= Silhouette edge =

Computer graphics feature

In computer graphics, a silhouette edge of a 3D body projected onto a 2D plane (display plane) is the collection of points whose outwards surface normal is perpendicular to the view vector.
Due to discontinuities in the surface normal, a silhouette edge is also an edge which separates a front facing face from a back facing face.
Without loss of generality, this edge is usually chosen to be the closest one on a face, so that in parallel view this edge corresponds to the same one in a perspective view.
Hence, if there is an edge between a front facing face and a side facing face, and another edge between a side facing face and back facing face, the closer one is chosen.
The easy example is looking at a cube in the direction where the face normal is collinear with the view vector.

The first type of silhouette edge is sometimes troublesome to handle because it does not necessarily correspond to a physical edge in the CAD model. The reason that this can be an issue is that a programmer might corrupt the original model by introducing the new silhouette edge into the problem. Also, given that the edge strongly depends upon the orientation of the model and view vector, this can introduce numerical instabilities into the algorithm (such as when a trick like dilution of precision is considered).

== Computation ==
To determine the silhouette edge of an object, we first have to know the plane equation of all faces. Then, by examining the sign of the point-plane distance from the light-source to each face
$$ax+by+cz+d = \begin{cases} > 0 & \text{front facing} \\ = 0 & \text{parallel} \\ < 0 & \text{back facing} \end{cases}$$
Using this result, we can determine if the face is front- or back facing.

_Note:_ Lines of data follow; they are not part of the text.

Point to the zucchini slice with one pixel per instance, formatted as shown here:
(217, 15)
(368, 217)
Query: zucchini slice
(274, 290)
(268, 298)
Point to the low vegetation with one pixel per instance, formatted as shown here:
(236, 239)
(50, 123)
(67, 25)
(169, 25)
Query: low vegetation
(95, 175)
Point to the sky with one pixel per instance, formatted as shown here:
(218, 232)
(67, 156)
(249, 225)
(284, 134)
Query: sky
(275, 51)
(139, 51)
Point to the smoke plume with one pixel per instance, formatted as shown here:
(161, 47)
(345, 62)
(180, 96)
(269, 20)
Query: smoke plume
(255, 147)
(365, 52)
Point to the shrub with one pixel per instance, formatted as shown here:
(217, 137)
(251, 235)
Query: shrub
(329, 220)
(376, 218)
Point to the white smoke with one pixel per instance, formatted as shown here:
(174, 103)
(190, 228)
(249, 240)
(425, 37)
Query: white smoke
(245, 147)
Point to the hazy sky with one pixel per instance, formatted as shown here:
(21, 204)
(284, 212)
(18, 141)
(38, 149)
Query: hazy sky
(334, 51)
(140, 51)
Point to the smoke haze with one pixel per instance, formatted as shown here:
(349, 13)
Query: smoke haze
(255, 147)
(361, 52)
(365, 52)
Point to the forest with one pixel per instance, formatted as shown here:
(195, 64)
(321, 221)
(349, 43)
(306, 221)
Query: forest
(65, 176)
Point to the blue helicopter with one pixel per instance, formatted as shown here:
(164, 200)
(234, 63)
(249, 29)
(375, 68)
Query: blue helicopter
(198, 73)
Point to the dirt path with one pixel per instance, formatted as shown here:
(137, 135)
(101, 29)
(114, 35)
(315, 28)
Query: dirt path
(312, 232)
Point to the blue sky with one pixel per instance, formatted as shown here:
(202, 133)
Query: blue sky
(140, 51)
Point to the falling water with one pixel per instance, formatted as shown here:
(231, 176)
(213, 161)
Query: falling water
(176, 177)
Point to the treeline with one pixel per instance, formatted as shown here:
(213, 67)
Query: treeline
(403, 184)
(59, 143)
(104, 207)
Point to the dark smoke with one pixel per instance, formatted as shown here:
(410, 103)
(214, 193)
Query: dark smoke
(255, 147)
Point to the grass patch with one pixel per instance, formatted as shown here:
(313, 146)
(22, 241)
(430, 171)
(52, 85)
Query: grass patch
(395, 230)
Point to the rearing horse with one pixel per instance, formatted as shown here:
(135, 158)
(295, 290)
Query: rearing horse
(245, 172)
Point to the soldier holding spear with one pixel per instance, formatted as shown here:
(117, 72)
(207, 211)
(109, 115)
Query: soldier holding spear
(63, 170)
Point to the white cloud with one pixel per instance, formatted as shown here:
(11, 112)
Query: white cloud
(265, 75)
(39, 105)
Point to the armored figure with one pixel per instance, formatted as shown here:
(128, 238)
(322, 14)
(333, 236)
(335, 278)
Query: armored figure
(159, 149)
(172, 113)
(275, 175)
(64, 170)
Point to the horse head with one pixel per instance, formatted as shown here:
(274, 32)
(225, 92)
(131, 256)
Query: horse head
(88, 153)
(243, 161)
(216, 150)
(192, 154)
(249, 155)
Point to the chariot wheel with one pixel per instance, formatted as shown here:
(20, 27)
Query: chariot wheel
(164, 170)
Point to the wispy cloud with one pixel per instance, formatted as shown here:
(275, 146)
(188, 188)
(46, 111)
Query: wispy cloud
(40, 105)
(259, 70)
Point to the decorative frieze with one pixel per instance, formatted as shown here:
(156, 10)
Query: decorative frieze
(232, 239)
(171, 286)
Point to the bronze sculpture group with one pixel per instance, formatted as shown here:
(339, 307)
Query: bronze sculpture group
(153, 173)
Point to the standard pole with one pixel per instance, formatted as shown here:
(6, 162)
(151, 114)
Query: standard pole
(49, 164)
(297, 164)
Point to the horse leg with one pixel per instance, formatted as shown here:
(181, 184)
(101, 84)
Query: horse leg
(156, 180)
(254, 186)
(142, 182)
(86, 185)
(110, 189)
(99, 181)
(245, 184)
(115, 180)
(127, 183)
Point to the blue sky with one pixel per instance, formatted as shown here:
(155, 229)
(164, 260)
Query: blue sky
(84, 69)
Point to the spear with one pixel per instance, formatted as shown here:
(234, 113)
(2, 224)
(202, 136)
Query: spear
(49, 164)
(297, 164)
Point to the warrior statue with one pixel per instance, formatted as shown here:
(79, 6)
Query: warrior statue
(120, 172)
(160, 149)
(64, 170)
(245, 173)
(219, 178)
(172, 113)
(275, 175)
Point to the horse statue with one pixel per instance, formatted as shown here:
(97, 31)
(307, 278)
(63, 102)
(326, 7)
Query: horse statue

The silhouette edge(s) consist of all edges separating a front facing face from a back facing face.

== Similar Technique ==

A convenient and practical implementation of front/back facing detection is to use the unit normal of the plane (which is commonly precomputed for lighting effects anyway), then simply applying the dot product of the light position to the plane's unit normal and adding the D component of the plane equation (a scalar value):

$\textbf{normal}\cdot (\textbf{light position}) + \text{plane}_D = \langle a, b, c, d\rangle \cdot \langle L_x, L_y, L_z, L_w \rangle + \text{plane}_D$

$a L_x + b L_y + c L_z + d L_w + \text{plane}_D = \text{indicator}$

Where plane_D is easily calculated as a point on the plane dot product with the unit normal of the plane:
$\text{plane}_D = \text{PointOnPlane}\cdot(\textbf{normal})$

Note: The homogeneous coordinates, L_w and d, are not always needed for this computation.

After doing this calculation, you may notice indicator is actually the signed distance from the plane to the light position. This distance indicator will be negative if it is behind the face, and positive if it is in front of the face.

$$\text{indicator} = \begin{cases} > 0 & \text{front-facing} \\ = 0 & \text{parallel} \\ < 0 & \text{back-facing} \end{cases}$$

This is also the technique used in the 2002 SIGGRAPH paper, "Practical and Robust Stenciled Shadow Volumes for Hardware-Accelerated Rendering".